Saturday May 8th, 2010 - I took delivery of two "singles" from B&B Honey Farms. A 10 frame brood box full of brood and ready for a second brood box to be added.
Sunday May 9th, 2010 - I added a second brood box to each colony/hive. I ripped the staples out and added a screen for catching Varroa mites for each colony. I noticed the bee were returning with a bunch of pollen (dark yellow and orange from dandelions).
Wednesday May 12th, 2010 - I moved a frame from the center of each full bottom brood box up, and placed an empty frame in it's place.
Sunday May 16th, 2010 - I checked some frames from the top brood boxes. They are starting to draw the comb out, but it feel slow to me. I watched a few foragers return with legs full of pollen.
Sunday May 23th, 2010 - The top brood box was full of bees on both colonies. I pulled a few frames and they were full of honey, they had more comb on the top and bottom of each frame and they had larva in them. I ran home to get my supers and installed 2 to each colony.
Wednesday May 26th, 2010 - I checked the supers after doing some reading that said I shouldn't add the queen excluder right away, I should wait for the workers to build up some comb first. I snapped a few pictures, I had the focus way off on most, to the right is the only usable picture.
Wednesday June 23rd, 2010 - I received a call from a tractor club member, who lives across the street from Lloyd. His son ran across a swarm, and his wife wanted to call an exterminator. He called me instead. I called Bob Sitko who was listed on the Minnesota Hobby Beekeepers website for swarm information for a few tips. This was my first swarm and I’m a green rookie at beekeeping.

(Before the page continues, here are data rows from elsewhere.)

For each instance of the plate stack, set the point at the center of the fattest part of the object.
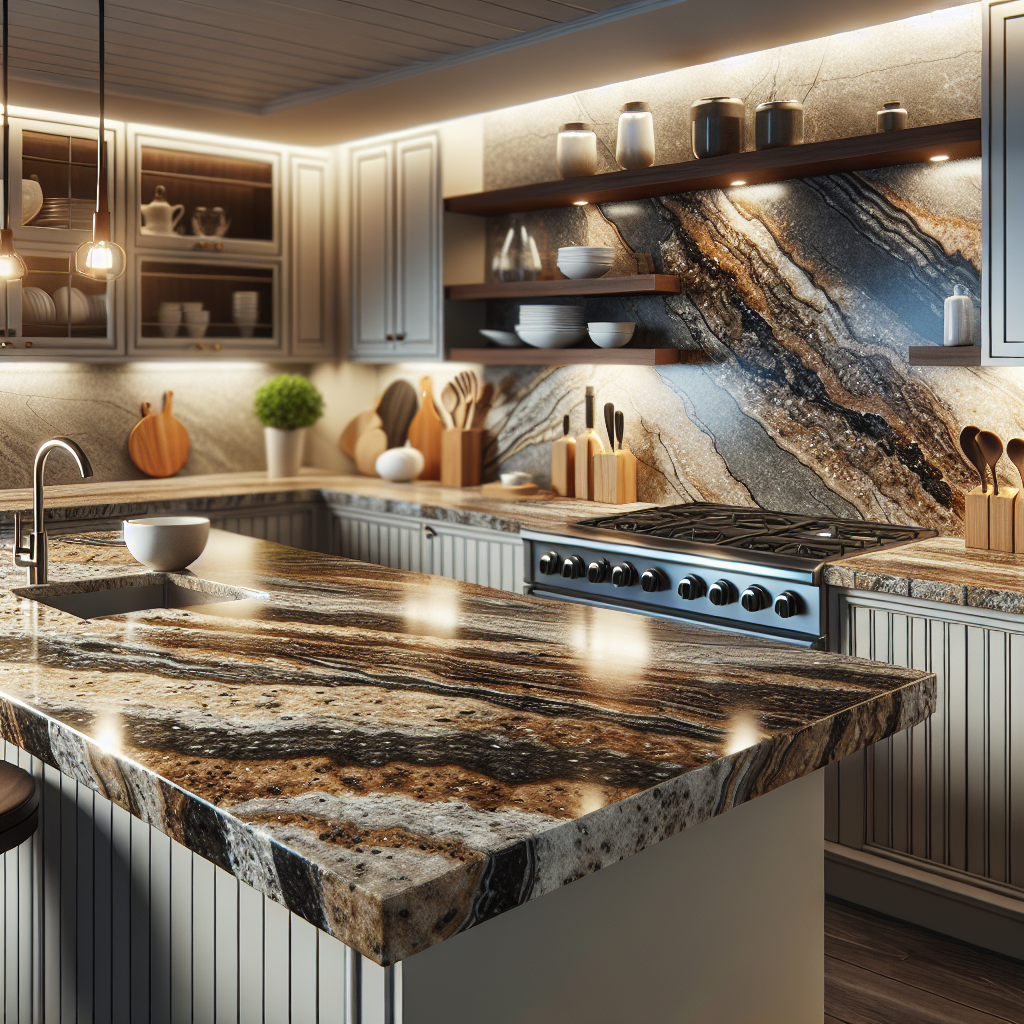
(552, 327)
(586, 261)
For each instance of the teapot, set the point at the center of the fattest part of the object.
(159, 216)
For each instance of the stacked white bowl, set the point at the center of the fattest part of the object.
(610, 335)
(586, 261)
(551, 327)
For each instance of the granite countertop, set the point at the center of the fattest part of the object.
(940, 568)
(426, 500)
(396, 757)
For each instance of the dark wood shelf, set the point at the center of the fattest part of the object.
(955, 139)
(576, 356)
(641, 284)
(942, 355)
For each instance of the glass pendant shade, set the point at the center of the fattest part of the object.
(100, 260)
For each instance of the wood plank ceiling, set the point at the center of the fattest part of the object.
(262, 55)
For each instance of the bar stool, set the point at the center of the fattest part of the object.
(18, 806)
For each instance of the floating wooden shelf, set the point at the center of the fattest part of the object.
(641, 284)
(956, 139)
(942, 355)
(576, 356)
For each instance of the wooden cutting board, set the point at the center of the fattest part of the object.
(159, 443)
(425, 432)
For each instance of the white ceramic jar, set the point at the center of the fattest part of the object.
(635, 140)
(576, 151)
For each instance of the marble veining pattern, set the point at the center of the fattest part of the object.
(397, 758)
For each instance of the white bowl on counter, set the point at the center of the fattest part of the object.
(550, 337)
(167, 544)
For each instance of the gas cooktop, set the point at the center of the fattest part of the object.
(798, 538)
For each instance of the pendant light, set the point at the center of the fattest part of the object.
(99, 258)
(11, 265)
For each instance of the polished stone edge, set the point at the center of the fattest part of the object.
(499, 883)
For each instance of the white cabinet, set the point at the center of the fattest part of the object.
(486, 557)
(1003, 161)
(395, 257)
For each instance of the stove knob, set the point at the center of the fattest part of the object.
(787, 604)
(653, 580)
(755, 598)
(550, 563)
(624, 574)
(573, 567)
(692, 588)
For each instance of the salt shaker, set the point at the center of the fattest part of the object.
(635, 141)
(576, 151)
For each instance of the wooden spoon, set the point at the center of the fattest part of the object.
(991, 450)
(1015, 452)
(969, 445)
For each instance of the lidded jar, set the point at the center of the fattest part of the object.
(576, 151)
(717, 126)
(892, 117)
(635, 140)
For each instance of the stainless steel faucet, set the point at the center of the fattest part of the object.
(33, 557)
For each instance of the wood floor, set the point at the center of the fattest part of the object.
(880, 971)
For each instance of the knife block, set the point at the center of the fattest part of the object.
(976, 519)
(615, 477)
(1000, 519)
(462, 457)
(563, 467)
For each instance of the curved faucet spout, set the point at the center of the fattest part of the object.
(34, 557)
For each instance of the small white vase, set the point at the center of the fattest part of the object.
(284, 451)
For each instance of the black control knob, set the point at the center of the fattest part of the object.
(550, 563)
(624, 574)
(652, 581)
(692, 588)
(573, 567)
(721, 592)
(755, 598)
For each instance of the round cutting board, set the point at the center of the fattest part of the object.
(159, 443)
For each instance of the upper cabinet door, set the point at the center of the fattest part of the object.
(198, 198)
(418, 254)
(395, 256)
(1003, 296)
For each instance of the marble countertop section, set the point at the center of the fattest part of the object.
(396, 757)
(426, 500)
(940, 568)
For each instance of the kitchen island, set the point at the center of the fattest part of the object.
(399, 759)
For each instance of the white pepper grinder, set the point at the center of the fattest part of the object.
(957, 320)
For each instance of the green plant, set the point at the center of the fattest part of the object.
(288, 402)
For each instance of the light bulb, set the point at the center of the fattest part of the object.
(100, 260)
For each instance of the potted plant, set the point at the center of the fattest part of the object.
(286, 406)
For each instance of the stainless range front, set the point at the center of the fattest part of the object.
(725, 566)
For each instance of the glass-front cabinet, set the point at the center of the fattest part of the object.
(193, 305)
(205, 199)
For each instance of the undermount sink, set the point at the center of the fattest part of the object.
(139, 592)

The swarm was located in a short tree about 3 feet off the ground. I calmed everybody down by walking right up to the swarm and talking as if I knew what I was doing. I started with only my head protection, and quickly got stung in the thumb. I threw on a long sleeve shirt and my gloves to continue. I just shook the heck out of ‘em until about 80% were in my cardboard box, then I had a beer next door at Lloyd's with the tractor club crew. I came back and almost all of the bees were now in the box. I taped the box up. I could feel the whole box buzz as I carried it to my vehicle.
I opened up my weaker colony and pulled the un-drawn supers, and replaced the queen excluder with a sheet of newspaper with a slit. I put the supers back and pulled 4 frames and dumped the bees into the supers, I carefully replaced the frames to not crush bees. After I loosely covered everything I left. I hope this will bolster my weaker hive.
If all goes well, one queen will die this week, and hopefully I will have the stronger of the two. Either was I added about 3 to 4 pounds of mature foragers to my hive. They should quickly learn the land and become proficient in gathering nectar.